I’m making this film at the age I am. Necessarily, a look back causes melancholy. The film talks about the films of yesterday, about what we experienced together in the theaters. But the future remains to be drawn, of course. This melancholy also undoubtedly comes from the fact that this film took root in the Covid crisis. A moment of confinement. This film comes from there, it comes from this moment when we said to ourselves: we had a treasure which will perhaps disappear. We must pay tribute to him. But ultimately, today, cinema is so vital.

“I see films that excite me, I see films that leave me speechless. I find that there is incredible energy today at the cinema, the public is there, the spectators are there! So much for great films public, only to see more cutting-edge films.”

Arnaud Desplechin

at franceinfo Culture

I continue to see great American films, even if American cinema is less good. But ultimately, it’s not bad because I see more European films and so that makes the balance. This is a situation of incredible vitality!

What film struck you recently?

The Story of Souleymane by Boris Lojkin. It’s fascinating, because suddenly you’re experiencing a life that’s not yours. I didn’t live that life as a refugee, an undocumented person. And I go to a cinema, there is the very simple magic of a bicycle rolling through the streets of Paris. is very cinematic, there were already some in the films of the Lumière brothers. And through the power of cinema, you get into the head of this guy who leads a life that is a thousand miles from the life you know. Suddenly you can have an insane life experience. This is the power of cinema. It’s absolutely wonderful. A film to which I was also particularly sensitive is Titanium by Julia Ducournau. It transmits a lesson of freedom, an energy, a provocation, such a vitality of cinema.

What would you like people to feel when they go see your film?

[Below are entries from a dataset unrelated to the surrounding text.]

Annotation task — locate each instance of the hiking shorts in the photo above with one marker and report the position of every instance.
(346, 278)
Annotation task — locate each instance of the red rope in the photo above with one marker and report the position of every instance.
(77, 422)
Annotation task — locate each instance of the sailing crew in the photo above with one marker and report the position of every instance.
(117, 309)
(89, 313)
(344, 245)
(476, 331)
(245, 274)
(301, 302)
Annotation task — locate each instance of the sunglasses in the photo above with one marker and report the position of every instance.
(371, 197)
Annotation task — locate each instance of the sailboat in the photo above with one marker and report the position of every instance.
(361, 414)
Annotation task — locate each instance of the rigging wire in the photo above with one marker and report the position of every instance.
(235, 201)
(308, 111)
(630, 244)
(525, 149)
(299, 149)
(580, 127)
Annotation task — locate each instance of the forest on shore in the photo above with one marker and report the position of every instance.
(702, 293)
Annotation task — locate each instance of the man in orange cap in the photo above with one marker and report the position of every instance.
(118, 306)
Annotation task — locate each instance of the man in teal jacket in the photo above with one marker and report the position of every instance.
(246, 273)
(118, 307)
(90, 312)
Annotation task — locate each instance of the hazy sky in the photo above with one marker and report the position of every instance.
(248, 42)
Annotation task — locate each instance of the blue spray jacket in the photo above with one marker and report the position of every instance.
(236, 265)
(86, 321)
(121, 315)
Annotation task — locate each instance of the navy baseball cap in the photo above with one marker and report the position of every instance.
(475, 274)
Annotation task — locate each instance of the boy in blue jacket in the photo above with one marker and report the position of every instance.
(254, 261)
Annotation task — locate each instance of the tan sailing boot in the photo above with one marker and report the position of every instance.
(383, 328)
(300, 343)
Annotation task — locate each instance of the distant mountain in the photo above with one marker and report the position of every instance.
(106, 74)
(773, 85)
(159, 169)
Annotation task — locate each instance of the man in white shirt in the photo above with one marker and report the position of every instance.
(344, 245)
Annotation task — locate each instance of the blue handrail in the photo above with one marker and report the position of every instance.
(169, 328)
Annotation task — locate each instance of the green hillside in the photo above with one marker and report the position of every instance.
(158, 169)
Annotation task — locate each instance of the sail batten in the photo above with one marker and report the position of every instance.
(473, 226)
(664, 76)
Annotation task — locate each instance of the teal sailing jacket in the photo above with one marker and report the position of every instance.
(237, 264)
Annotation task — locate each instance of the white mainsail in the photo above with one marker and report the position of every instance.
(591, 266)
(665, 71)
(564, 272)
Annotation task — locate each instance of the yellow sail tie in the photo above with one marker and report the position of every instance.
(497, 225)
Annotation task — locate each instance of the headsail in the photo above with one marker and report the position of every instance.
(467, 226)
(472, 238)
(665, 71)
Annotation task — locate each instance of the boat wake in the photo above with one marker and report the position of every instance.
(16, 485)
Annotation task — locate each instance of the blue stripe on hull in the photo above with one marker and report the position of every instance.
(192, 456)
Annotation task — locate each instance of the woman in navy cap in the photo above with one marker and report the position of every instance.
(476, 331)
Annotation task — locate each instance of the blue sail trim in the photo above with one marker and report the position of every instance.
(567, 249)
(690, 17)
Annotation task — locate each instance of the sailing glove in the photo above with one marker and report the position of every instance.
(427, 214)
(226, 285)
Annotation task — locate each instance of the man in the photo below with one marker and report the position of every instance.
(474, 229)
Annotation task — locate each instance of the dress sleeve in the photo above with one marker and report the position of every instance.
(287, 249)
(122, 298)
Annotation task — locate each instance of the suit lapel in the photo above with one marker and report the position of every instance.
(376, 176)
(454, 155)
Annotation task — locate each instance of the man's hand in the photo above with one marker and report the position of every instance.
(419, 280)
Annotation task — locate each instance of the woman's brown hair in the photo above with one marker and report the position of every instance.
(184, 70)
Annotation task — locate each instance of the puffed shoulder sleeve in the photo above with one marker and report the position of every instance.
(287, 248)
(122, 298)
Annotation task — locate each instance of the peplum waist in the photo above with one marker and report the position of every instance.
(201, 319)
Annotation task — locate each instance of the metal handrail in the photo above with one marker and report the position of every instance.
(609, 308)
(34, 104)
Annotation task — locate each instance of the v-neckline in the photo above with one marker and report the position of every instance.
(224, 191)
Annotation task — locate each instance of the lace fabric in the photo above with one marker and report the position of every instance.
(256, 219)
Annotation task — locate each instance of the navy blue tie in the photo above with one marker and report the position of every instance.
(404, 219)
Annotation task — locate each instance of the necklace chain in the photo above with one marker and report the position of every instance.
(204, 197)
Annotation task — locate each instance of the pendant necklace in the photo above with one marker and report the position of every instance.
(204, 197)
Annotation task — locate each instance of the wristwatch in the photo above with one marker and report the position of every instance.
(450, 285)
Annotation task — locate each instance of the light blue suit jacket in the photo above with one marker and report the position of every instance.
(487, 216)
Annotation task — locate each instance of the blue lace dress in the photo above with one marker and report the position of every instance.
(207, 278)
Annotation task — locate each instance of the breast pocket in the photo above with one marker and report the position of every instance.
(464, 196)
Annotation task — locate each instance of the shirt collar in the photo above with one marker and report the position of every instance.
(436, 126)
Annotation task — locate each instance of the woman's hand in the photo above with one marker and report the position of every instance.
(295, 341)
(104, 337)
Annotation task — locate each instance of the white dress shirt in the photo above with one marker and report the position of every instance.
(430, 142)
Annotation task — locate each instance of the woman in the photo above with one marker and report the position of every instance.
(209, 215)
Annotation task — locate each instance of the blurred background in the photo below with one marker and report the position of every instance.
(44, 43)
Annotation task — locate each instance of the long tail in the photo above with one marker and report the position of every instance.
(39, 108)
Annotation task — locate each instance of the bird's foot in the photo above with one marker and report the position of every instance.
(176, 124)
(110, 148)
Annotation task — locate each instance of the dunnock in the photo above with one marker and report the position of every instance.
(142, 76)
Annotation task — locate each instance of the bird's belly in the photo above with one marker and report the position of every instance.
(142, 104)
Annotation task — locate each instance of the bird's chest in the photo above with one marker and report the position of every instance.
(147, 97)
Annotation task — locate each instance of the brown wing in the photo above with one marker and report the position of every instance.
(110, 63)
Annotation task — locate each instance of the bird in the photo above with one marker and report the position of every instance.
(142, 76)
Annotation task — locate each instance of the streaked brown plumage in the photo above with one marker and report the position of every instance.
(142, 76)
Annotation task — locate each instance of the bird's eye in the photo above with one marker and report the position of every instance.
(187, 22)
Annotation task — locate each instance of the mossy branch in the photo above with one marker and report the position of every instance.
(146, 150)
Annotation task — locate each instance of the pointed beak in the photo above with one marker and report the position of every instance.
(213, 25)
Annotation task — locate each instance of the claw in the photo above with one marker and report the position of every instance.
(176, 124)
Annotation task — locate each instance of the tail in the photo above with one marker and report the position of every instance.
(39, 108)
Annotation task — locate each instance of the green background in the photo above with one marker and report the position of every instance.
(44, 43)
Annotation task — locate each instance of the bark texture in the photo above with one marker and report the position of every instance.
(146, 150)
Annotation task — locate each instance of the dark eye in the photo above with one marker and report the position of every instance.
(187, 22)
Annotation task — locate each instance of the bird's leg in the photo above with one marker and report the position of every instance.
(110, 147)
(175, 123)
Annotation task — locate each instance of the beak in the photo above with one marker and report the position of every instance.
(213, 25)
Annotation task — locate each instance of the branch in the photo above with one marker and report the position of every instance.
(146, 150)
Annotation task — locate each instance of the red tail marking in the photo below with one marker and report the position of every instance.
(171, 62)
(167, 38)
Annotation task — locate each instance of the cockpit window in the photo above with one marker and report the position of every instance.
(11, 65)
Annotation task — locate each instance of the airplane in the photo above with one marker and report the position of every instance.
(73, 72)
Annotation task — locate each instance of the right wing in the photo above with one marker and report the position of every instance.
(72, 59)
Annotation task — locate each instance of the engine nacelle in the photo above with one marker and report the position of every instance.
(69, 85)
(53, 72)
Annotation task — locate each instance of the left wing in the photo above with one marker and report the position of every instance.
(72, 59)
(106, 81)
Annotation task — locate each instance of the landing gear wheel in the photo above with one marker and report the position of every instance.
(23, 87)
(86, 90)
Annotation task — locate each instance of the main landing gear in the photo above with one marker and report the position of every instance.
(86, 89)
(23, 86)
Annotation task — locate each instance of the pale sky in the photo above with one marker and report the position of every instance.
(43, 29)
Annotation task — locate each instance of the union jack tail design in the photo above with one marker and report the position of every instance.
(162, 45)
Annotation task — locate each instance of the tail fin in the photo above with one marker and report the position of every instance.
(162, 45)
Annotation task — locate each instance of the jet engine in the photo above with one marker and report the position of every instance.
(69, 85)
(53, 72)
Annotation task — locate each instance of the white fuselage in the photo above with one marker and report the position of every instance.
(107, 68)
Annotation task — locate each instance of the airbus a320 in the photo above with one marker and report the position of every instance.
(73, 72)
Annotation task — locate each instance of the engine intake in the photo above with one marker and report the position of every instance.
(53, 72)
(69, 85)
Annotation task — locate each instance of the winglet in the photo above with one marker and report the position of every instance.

If people could come away from the film feeling proud to be spectators, I would be very happy. The thesis of the film is that when you project an image on a screen, you realize that boredom is an illusion, that the spectacle is the truth, and that the world is fascinating. The world is absolutely fascinating and wonderful, but we have to go to the cinema to remember it. Thanks to cinema, we remember the world, and that’s what I’m trying to share with this film.

Is it only cinema that has this power?

No, there are other things of course… There is the novel, which allows you to lead other lives than your own, but with literature, there is not this link with the real world . In the cinema, it is the real world, it is reality which is projected on the screen. It’s still very disturbing. If we come back to Souleymane, we see him on this bike, his dexterity. In life, you don’t watch that, you have to go into a cinema to remember how what is outside, how real, is absolutely fascinating. That’s what I would like people to feel.